From c2da44b371d88f81e39fac4a0bbdfbd1573c6e21 Mon Sep 17 00:00:00 2001
From: "yuze.zyz" <yuze.zyz@alibaba-inc.com>
Date: Tue, 25 Oct 2022 22:38:49 +0800
Subject: [PATCH] [to #42322933] remove dev model inference and fix some bugs

1. Change structbert dev revision to master revision
2. Fix bug:  Sample code failed because the updating of model configuration
3. Fix bug: Continue training regression failed
        Link: https://code.alibaba-inc.com/Ali-MaaS/MaaS-lib/codereview/10519992
---
 modelscope/models/builder.py                  | 10 +++++++--
 modelscope/models/nlp/__init__.py             |  2 ++
 modelscope/models/nlp/structbert/adv_utils.py |  2 +-
 modelscope/trainers/hooks/checkpoint_hook.py  | 15 +++++++------
 modelscope/trainers/trainer.py                | 21 ++++++++++++-------
 tests/pipelines/test_fill_mask.py             |  7 ++-----
 .../test_sentiment_classification.py          | 13 +++++-------
 tests/trainers/test_trainer_with_nlp.py       | 15 ++++++-------
 8 files changed, 45 insertions(+), 40 deletions(-)

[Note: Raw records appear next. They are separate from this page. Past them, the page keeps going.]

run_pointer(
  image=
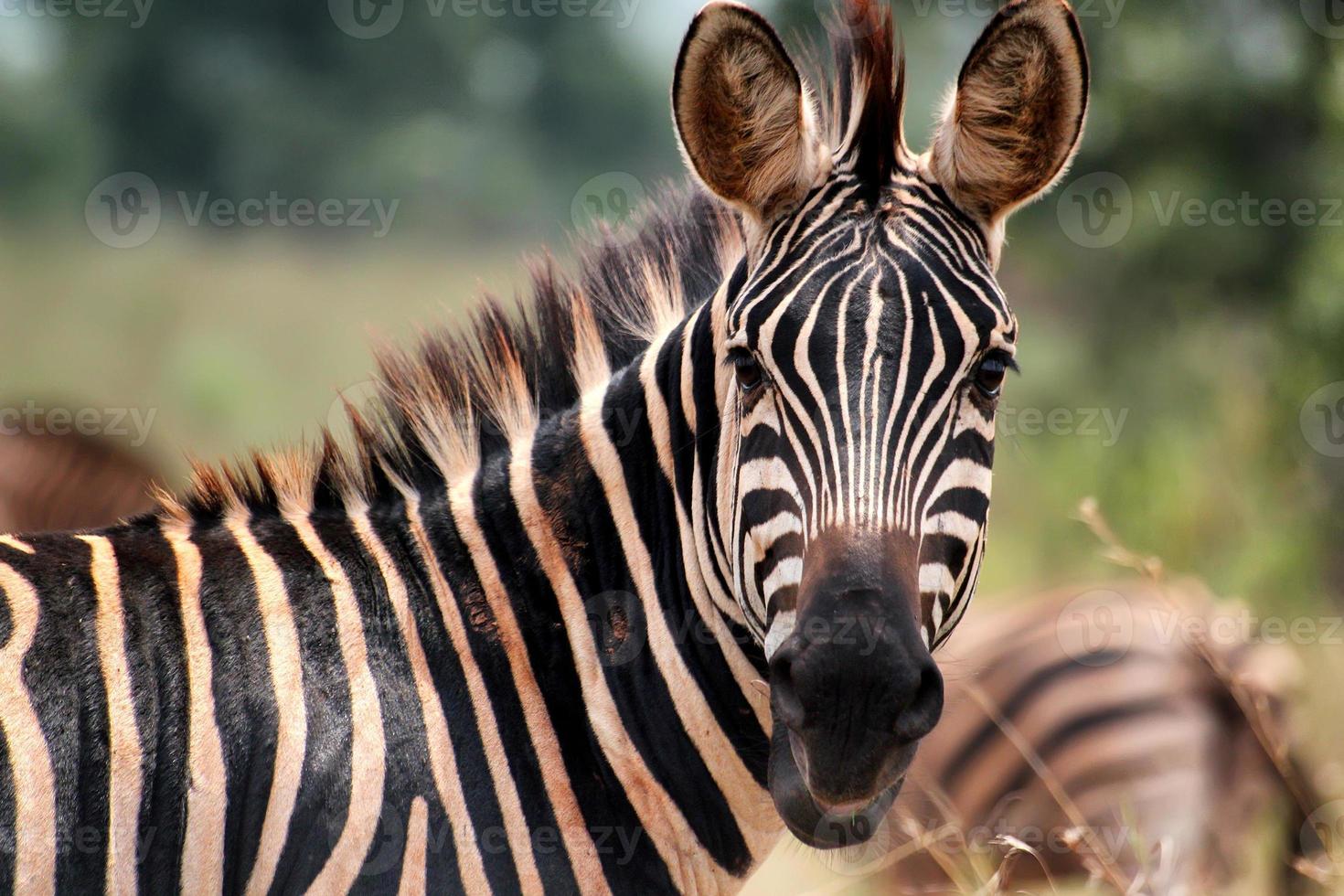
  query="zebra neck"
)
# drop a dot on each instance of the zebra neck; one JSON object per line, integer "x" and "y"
{"x": 597, "y": 518}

diff --git a/modelscope/models/builder.py b/modelscope/models/builder.py
index a35358c1..2804c6c7 100644
--- a/modelscope/models/builder.py
+++ b/modelscope/models/builder.py
@@ -2,13 +2,19 @@
 
 from modelscope.utils.config import ConfigDict
 from modelscope.utils.constant import Tasks
+from modelscope.utils.import_utils import INDEX_KEY, LazyImportModule
 from modelscope.utils.registry import TYPE_NAME, Registry, build_from_cfg
 
 MODELS = Registry('models')
-BACKBONES = Registry('backbones')
-BACKBONES._modules = MODELS._modules
+BACKBONES = MODELS
 HEADS = Registry('heads')
 
+modules = LazyImportModule.AST_INDEX[INDEX_KEY]

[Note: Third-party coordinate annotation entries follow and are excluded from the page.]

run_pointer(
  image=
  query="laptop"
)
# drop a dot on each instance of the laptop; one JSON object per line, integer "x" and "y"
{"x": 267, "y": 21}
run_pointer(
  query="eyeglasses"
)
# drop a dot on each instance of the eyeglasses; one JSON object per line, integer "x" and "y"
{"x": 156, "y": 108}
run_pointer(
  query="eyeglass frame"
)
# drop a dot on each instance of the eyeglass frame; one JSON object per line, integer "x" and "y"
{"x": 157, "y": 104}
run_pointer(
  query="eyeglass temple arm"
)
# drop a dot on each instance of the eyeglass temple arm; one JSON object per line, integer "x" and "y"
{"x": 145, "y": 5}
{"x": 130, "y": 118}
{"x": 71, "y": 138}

+for module_index in list(modules.keys()):
+    if module_index[1] == Tasks.backbone and module_index[0] == 'BACKBONES':
+        modules[(MODELS.name.upper(), module_index[1],
+                 module_index[2])] = modules[module_index]
+
 
 def build_model(cfg: ConfigDict,
                 task_name: str = None,
diff --git a/modelscope/models/nlp/__init__.py b/modelscope/models/nlp/__init__.py
index dff42d1c..5ae93caa 100644
--- a/modelscope/models/nlp/__init__.py
+++ b/modelscope/models/nlp/__init__.py
@@ -19,6 +19,7 @@ if TYPE_CHECKING:
         SbertForSequenceClassification,
         SbertForTokenClassification,
         SbertTokenizer,
+        SbertModel,
         SbertTokenizerFast,
     )
     from .bert import (
@@ -61,6 +62,7 @@ else:
             'SbertForTokenClassification',
             'SbertTokenizer',
             'SbertTokenizerFast',
+            'SbertModel',
         ],
         'veco': [
             'VecoModel', 'VecoConfig', 'VecoForTokenClassification',
diff --git a/modelscope/models/nlp/structbert/adv_utils.py b/modelscope/models/nlp/structbert/adv_utils.py
index 44aae85c..91a4cb82 100644
--- a/modelscope/models/nlp/structbert/adv_utils.py
+++ b/modelscope/models/nlp/structbert/adv_utils.py
@@ -98,7 +98,7 @@ def compute_adv_loss(embedding,
     if is_nan:
         logger.warning('Nan occured when calculating adv loss.')
         return ori_loss
-    emb_grad = emb_grad / emb_grad_norm
+    emb_grad = emb_grad / (emb_grad_norm + 1e-6)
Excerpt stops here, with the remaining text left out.